There are many example of OEM transfer to OBM. However, they are mostly not directly transfer to OBM from OEM. They would first transfer to be ODM (original design manufacturer), which will responsible to production and also design of product. ODM will sell their product to retailers and wholesalers, but not directly sell
to individual. From ODM to OBM, OBM need to develop their brand name and take care of the whole supply chain process.
Global
Sourcing Network refer to a sourcing network from global market across
countries boundaries. The objective of global souring is to lower cost by fully
uselize different countries' resource and environment.
Real Example : Manufacturing Airbus A380
A380
is the largest jet airplane in the world. The manufacturing process is very
complicated and involve many countries.
The Sourcing network of A380
Major structural sections of the A380 are built in France, Germany, Spain, and the United Kingdom. For example, The wings are built in UK, vertical tail are made in Germany, the head is made in France, the horizontal tail are made is Spain. The final assemble is located at Toulouse, in France. As shown at the figure above, most of the parts are transported by ship and train. The main reason for the company to separate the manufacturing process into different countries and location is, there are better technologies to produce that part and the resource are cheaper.
VMI is a supply chain
management method in which sales information will be send to supplier by
stores, and then the supplier will manage the reorder process. With VMi, a
company reduce inventory level and therefore reduce the cost. Moreover, it can
centralize forecasting, which enable a company to forecast the demand more
accurately.
Benefits to Manufacturers
•Lower inventory investments (raw and finished)

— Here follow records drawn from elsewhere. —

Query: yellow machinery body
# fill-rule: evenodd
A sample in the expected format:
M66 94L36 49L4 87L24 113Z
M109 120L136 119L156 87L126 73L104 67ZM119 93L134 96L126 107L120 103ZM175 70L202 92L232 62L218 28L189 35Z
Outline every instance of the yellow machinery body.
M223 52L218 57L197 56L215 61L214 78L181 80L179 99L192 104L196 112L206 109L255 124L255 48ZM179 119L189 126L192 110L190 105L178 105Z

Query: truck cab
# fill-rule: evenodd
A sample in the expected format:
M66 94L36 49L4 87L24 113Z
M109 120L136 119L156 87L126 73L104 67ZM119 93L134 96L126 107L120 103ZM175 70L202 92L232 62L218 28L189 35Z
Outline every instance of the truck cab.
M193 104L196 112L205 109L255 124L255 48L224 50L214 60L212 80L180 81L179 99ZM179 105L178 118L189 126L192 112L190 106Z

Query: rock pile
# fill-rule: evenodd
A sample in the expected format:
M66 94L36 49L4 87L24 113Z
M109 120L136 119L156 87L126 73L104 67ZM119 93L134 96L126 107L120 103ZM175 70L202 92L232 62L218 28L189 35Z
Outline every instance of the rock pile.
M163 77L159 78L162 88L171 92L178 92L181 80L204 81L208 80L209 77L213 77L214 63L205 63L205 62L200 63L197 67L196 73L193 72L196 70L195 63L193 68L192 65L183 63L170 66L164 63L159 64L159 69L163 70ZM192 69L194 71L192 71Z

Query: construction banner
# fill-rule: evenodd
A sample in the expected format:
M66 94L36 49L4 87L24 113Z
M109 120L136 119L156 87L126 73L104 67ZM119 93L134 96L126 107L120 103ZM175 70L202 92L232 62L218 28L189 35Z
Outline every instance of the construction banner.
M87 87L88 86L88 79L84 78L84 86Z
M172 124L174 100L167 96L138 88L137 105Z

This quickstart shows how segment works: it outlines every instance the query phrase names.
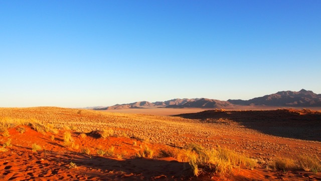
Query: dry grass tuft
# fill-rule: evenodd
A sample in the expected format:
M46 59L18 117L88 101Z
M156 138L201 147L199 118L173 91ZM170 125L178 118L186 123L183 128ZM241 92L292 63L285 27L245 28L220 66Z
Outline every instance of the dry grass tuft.
M38 145L36 143L34 143L32 145L32 149L33 152L37 152L38 151L41 150L42 148L41 146Z
M81 153L86 154L89 155L90 154L90 149L88 147L82 148Z
M64 133L64 146L72 148L74 141L70 132L66 131Z
M115 147L113 146L111 146L106 151L106 153L109 156L112 156L114 154L114 150L115 150Z
M79 134L79 136L80 136L80 138L84 139L87 137L87 135L85 133L82 133Z
M24 132L26 132L26 128L22 126L19 126L18 128L17 128L16 129L17 129L17 131L19 132L21 134L23 134Z
M152 158L154 151L149 149L147 145L145 145L138 153L135 154L135 158Z
M277 158L275 160L272 162L269 166L272 169L283 171L284 172L298 168L297 165L294 161L288 158Z
M54 135L50 136L50 139L51 140L51 141L53 141L55 140L55 136Z
M106 154L106 151L101 149L99 149L98 150L97 150L97 154L100 156L104 156L105 154Z
M216 173L220 176L231 175L233 168L244 165L253 169L256 161L235 151L222 149L205 149L196 144L189 144L183 149L168 147L159 151L160 157L172 157L179 161L188 162L193 174Z
M112 136L113 135L114 130L110 128L103 129L100 132L101 138L103 139L105 139L109 136Z
M313 157L299 155L296 159L299 168L305 171L311 171L316 174L321 171L321 161L315 155Z
M6 142L4 143L4 144L3 145L3 148L6 148L6 147L11 147L11 146L12 146L11 145L11 138L8 138L8 140Z

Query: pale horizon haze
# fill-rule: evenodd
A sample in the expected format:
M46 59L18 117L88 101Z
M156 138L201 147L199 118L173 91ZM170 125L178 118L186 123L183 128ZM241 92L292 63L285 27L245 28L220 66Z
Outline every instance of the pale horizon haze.
M320 1L3 1L0 107L321 94Z

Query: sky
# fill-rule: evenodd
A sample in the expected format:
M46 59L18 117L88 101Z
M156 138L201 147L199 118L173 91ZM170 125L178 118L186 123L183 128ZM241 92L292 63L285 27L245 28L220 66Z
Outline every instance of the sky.
M1 1L0 107L321 94L321 1Z

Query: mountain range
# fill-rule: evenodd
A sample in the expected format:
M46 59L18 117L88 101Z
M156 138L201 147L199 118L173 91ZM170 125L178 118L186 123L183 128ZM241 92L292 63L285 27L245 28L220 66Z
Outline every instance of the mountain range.
M96 110L151 108L214 108L232 107L235 105L286 107L321 107L321 94L304 89L299 92L281 91L275 94L255 98L249 100L228 100L227 101L205 98L175 99L164 102L150 103L147 101L115 105L107 107L95 108Z

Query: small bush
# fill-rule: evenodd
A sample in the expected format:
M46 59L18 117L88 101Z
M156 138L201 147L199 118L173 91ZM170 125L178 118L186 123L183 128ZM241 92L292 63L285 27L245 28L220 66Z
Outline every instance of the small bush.
M84 148L81 149L81 152L83 154L89 155L90 154L90 149L89 148Z
M321 171L321 163L316 156L309 157L299 155L297 157L296 163L299 168L305 171L313 171L316 174L317 172Z
M80 133L80 134L79 135L79 136L80 136L80 138L83 139L87 137L87 135L84 133Z
M71 133L66 131L64 133L64 146L70 147L72 145L74 139L71 137Z
M37 152L39 150L41 150L42 149L42 148L41 148L41 146L40 146L40 145L37 145L36 143L34 143L32 145L32 151L33 152Z
M11 146L12 146L11 145L11 138L9 138L8 140L4 143L4 144L3 145L3 147L11 147Z
M114 150L115 149L115 147L113 146L111 146L106 151L106 153L109 156L112 156L112 155L114 154Z
M117 158L118 159L122 159L122 155L119 154L117 154Z
M103 129L102 131L100 132L100 135L101 138L105 139L109 136L112 136L114 135L114 130L111 129Z
M135 155L136 158L152 158L154 151L145 145L143 148L138 151Z
M25 128L25 127L20 126L17 128L17 131L19 132L21 134L23 134L26 132L26 128Z
M272 168L284 172L297 168L294 162L292 160L287 158L277 158L270 166Z
M202 150L204 149L204 148L203 148L202 146L193 143L191 143L185 145L184 148L186 150L194 151L196 153L199 154L201 153Z
M73 163L72 162L71 162L70 163L69 163L69 166L68 167L68 168L77 168L77 165L76 165L76 163Z
M4 131L4 133L2 134L2 135L5 136L5 137L9 137L9 136L10 136L10 135L9 134L9 132L7 129L5 130L5 131Z
M106 151L104 151L101 149L99 149L97 150L97 154L100 156L103 156L105 154L106 154Z
M8 151L8 149L5 148L4 147L0 147L0 152L6 152Z

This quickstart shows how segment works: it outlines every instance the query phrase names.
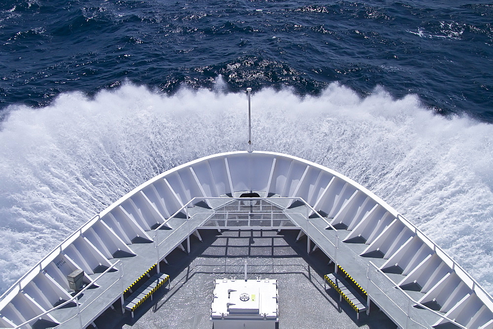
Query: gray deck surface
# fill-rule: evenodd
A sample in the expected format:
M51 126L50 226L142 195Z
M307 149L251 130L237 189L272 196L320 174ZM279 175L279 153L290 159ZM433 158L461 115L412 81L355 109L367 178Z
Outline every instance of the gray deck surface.
M257 275L279 280L281 328L392 328L395 325L377 308L370 317L356 312L327 285L323 275L334 270L319 250L306 253L306 238L298 242L296 230L203 230L201 243L194 238L189 255L176 250L161 270L171 288L160 288L134 312L122 316L110 309L96 321L99 328L211 328L209 320L214 279Z

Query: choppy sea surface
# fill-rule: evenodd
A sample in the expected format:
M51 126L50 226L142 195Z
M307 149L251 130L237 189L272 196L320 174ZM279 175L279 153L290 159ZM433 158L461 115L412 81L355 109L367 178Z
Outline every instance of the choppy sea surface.
M0 3L0 293L184 162L253 148L339 171L493 292L493 4Z

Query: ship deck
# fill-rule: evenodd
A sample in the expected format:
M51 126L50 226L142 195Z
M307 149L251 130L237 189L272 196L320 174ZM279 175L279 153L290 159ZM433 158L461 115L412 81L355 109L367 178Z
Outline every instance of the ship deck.
M279 285L279 328L396 328L372 306L356 319L356 312L326 286L323 276L334 270L320 250L307 253L306 236L297 242L296 230L201 230L203 242L191 240L187 254L176 249L161 271L171 286L159 290L152 300L138 308L133 319L119 308L108 309L96 321L99 328L211 328L210 310L213 280L243 278L246 260L248 278L276 279Z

•Better scheduling and planning
•Better market information
•Closer customer ties and preferred status
Benefits to Retailers
•Fewer stock-out with higher inventory turnover
•Better market information
•More optimal product mix
•Less inventory in channels (transfer costs)
•Lower administrative replenishment costs
Implementation Challenge
Although VMI can
improve the inventory turnover, the implementation of VMI is not always
success. VMI require the sales force to share information with supplier and
also give out the control of reorder. Also, the low level of inventory may
lessen the ability to due with a demand strike.
Made-to-measure
system means products will be made according to different a person which is
most fit to the customer. In another word, that means to make a produce before
asking the customer opinions. For garment industry, the tailor will first
measure the size of their customers, and then they will make the clothes which
exactly fit the customer’s size. This kind of measuring method can make the
clothes which are very suit for their customer, not like the clothes which produce
for massive amount. The customer can choose what fabric they want, they can
choose the color and so on. So the customer can have the clothes that fit to
them and also they can use their favorite fabric, buttons, and so on.
The examples
of the company which use made-to-measure system are:
1. Gucci,
they have a made-to-measure service for their customers. The customer can make
an appointment with Gucci and ask for different materials for their customized
clothes. Gucci provided made-to-measure of shirt and shoes.
2. Marks
and Spencer, they have a made-to-measure service for the men. The men can
customize their shirt in Marks and Spencer. They can put their height, weight
and collar size measurements into their website. Also, they can choose fabric;
some customize features like collar, cuffs and so on.
3. G.B
Bertollo Scarpesumisura is a company that made shoes. They can make shoes for
their customer with the size which very suit to the customers. The customers
will have shoes that suitable and they will feel very comfortable.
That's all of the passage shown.